Typische Zuid-Tiroolse gerechten & producten
Ruibnkraut en Erdäpflblattlan, Greaschtl en Graukas, Krapflan en Knedl - al deze Zuid-Tiroler specialiteiten vinden hun oorsprong in de landelijke keuken. In deze woordenlijst leggen we de belangrijkste culinaire termen uit die je in Zuid-Tiroler herbergen, restaurants, berghutten en Buschenschänken op het menu vindt.

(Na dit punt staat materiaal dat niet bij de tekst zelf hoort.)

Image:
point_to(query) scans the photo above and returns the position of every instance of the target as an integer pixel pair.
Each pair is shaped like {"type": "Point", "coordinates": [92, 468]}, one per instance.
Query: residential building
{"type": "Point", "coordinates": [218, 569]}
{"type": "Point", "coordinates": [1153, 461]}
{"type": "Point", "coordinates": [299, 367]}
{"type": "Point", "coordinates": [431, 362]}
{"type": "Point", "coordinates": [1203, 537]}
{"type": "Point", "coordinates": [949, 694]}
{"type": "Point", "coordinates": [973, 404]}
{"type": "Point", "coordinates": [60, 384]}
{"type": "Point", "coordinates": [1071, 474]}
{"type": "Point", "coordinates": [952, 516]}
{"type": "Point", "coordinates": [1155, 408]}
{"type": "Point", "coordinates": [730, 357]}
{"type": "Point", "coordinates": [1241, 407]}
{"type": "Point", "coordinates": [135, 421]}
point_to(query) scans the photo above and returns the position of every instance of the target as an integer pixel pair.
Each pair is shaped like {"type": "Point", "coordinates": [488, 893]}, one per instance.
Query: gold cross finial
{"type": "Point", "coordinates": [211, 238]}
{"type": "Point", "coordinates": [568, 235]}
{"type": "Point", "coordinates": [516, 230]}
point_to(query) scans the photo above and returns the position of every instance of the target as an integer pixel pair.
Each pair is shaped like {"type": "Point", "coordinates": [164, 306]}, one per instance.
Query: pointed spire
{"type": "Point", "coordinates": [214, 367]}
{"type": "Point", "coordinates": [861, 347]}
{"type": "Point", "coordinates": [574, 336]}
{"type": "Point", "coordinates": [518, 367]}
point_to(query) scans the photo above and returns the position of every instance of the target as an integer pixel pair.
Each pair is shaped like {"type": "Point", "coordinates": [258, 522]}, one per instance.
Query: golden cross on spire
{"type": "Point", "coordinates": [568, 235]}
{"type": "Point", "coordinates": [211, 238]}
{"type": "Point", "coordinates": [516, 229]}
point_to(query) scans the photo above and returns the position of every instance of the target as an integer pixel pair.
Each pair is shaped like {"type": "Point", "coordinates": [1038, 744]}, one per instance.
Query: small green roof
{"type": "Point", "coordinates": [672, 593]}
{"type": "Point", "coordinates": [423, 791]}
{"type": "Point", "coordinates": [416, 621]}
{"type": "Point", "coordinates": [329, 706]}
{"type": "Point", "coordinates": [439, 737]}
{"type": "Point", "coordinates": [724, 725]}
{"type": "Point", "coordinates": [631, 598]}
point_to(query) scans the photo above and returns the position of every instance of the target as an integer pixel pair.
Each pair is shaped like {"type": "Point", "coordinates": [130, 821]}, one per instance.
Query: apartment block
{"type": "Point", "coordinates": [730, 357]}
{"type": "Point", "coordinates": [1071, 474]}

- Äpflkiachln (appelkoeken): appelschijfjes gebakken in heet vet en bedekt met een melk-ei-beslag.
- Bockans (Bockenes): Geroosterde geit
- Buchtln (Buchteln): gistgebak gevuld met jam, gebakken in de oven en vervolgens geserveerd met vanillesaus
- Buxile: zaden van de fenegriekplant
- Erdäpflblattlan: bladeren van aardappeldeeg gebakken in heet vet en geserveerd met zuurkool
- Frittaten: in reepjes gesneden pannenkoeken; populair soepingrediënt
- Gerschtnsuppe (gerstensoep ): stevige soep van gerolde gerst met gerookt vlees, aardappelen en groenten
- Grantn: veenbessen; veenbessenjam is een populair bijgerecht bij wildgerechten, Kaiserschmarren (pannenkoeken) en Wiener Schnitzel (schnitzel)
- Graukas (grijze kaas): magere kaas gemaakt van de magere melk die overblijft na de boterproductie; Ahrntal Graukäse is vooral bekend om zijn onmiskenbare kruidige aroma, dat hij krijgt na enkele weken rijping.
- Greaschtl (Tiroler Gröstl): Schotel van gekookte aardappelen, gesauteerd in een pan met olie, uien en reepjes gekookt rundvlees.
- Gselchtis (Geselchtes ): gezouten en warm gerookt vlees, meestal varkensvlees.
- Kaminwurzn (Kaminwurze): Licht gerookte en luchtgedroogde droge worst, die wordt geserveerd met Brettljause (snacks).
- Keschtn: Zoete kastanjes
- Knedl (knoedel): Knoedel; er zijn allerlei soorten knoedels in Zuid-Tirol.
- Kniakiachl (Knieküchle): rond gistgebak met een holte in het midden, dat na het bakken in heet vet met jam wordt gevuld; in Oostenrijk ook bekend als Bauernkrapfen en in Beieren als Auszogne.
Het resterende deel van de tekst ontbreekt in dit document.